Two large retrospective studies, both from the same endoscopist, have been published with similar findings [10, 20]. In these studies, a wide variety of endoscopes and techniques were used to facilitate cecal intubation after prior incomplete colonoscopy. As in our study, cecal intubation was successful in nearly all patients (96%). However, our study is different in that complete colonoscopy was achieved mostly using standard endoscopes, which are more readily available than specialty scopes. Also, prior studies provided minimal data on the initial incomplete colonoscopy and, thus, an understanding of what differences facilitated cecal intubation was not possible. Our data should encourage endoscopists that many difficult colonoscopies can likely be completed with standard endoscopes before subjecting patients to a referral for a second procedure which carries added cost and additional risk. We have demonstrated that repeat colonoscopy does not require significantly greater endoscope insertion time. However, the majority of patients did require use of an endoscope not used during prior incomplete colonoscopy suggesting that failure to switch to another available endoscope may be an important contributing factor to incomplete colonoscopy. In addition, procedures with a tortuous colon may be completed more often by switching to a different smaller caliber standard endoscope.

There are several limitations to our study that merit attention. Our study represents the experience of a referral based program at a high volume tertiary academic enter and further work is needed to determine if the results are generalizable to other practice settings and individual endoscopists. This study was not a randomized controlled study; as this was a retrospective study using clinical data, complete information was not available on certain procedures including the use of ancillary techniques (water immersion, patient positioning, or external pressure). Furthermore, the choice of endoscope used was determined by endoscopist preference and not by a predetermined protocol. This study also represents the efforts of a single endoscopist which may not be generalizable to all endoscopists. Finally, all procedures in this study were performed with monitored anesthesia care. While this may be unnecessary in many cases, it is used routinely at our institution for complex endoscopy and we have found its use eliminates the possibility of patient discomfort limiting colonoscopy completion in select cases.

Conclusions

In summary, repeat colonoscopy is successful in the vast majority of patients referred for prior incomplete studies.

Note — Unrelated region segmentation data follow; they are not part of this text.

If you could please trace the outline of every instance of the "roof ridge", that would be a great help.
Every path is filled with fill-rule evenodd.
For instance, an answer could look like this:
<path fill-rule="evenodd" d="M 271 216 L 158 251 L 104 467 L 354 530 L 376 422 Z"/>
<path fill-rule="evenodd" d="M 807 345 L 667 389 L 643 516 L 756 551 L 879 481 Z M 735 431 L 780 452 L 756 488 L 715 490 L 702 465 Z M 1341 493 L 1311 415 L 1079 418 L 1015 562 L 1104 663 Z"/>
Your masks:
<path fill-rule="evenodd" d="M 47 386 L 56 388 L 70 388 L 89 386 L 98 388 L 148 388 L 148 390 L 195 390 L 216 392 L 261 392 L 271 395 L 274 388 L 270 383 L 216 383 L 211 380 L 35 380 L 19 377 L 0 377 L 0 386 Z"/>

Furthermore, repeat colonoscopy does not appear to take substantially more time to complete and often can be completed using a standard endoscope. Larger, prospective studies are warranted to confirm these findings and these are ongoing. Based on the current data, we would recommend that practitioners attempt to use a smaller caliber endoscope when encountering a tortuous colon prior to prematurely terminating the procedure. Our proposed approach to patients with incomplete colonoscopy is shown in Figure 3; prospective studies are underway to determine the validity of this approach. Additionally, persistence and adherence to good technique may facilitate a complete exam when encountering colonic redundancy but practitioners should be aware that some patients may need referral for the use of specialized enteroscopes to complete the procedure. Institutions should work towards establishing an incomplete colonoscopy referral program to facilitate complete colon evaluation in patients with prior incomplete studies due to difficult anatomy.

Figure 3
figure 3

Proposed approach to patients with incomplete colonoscopy.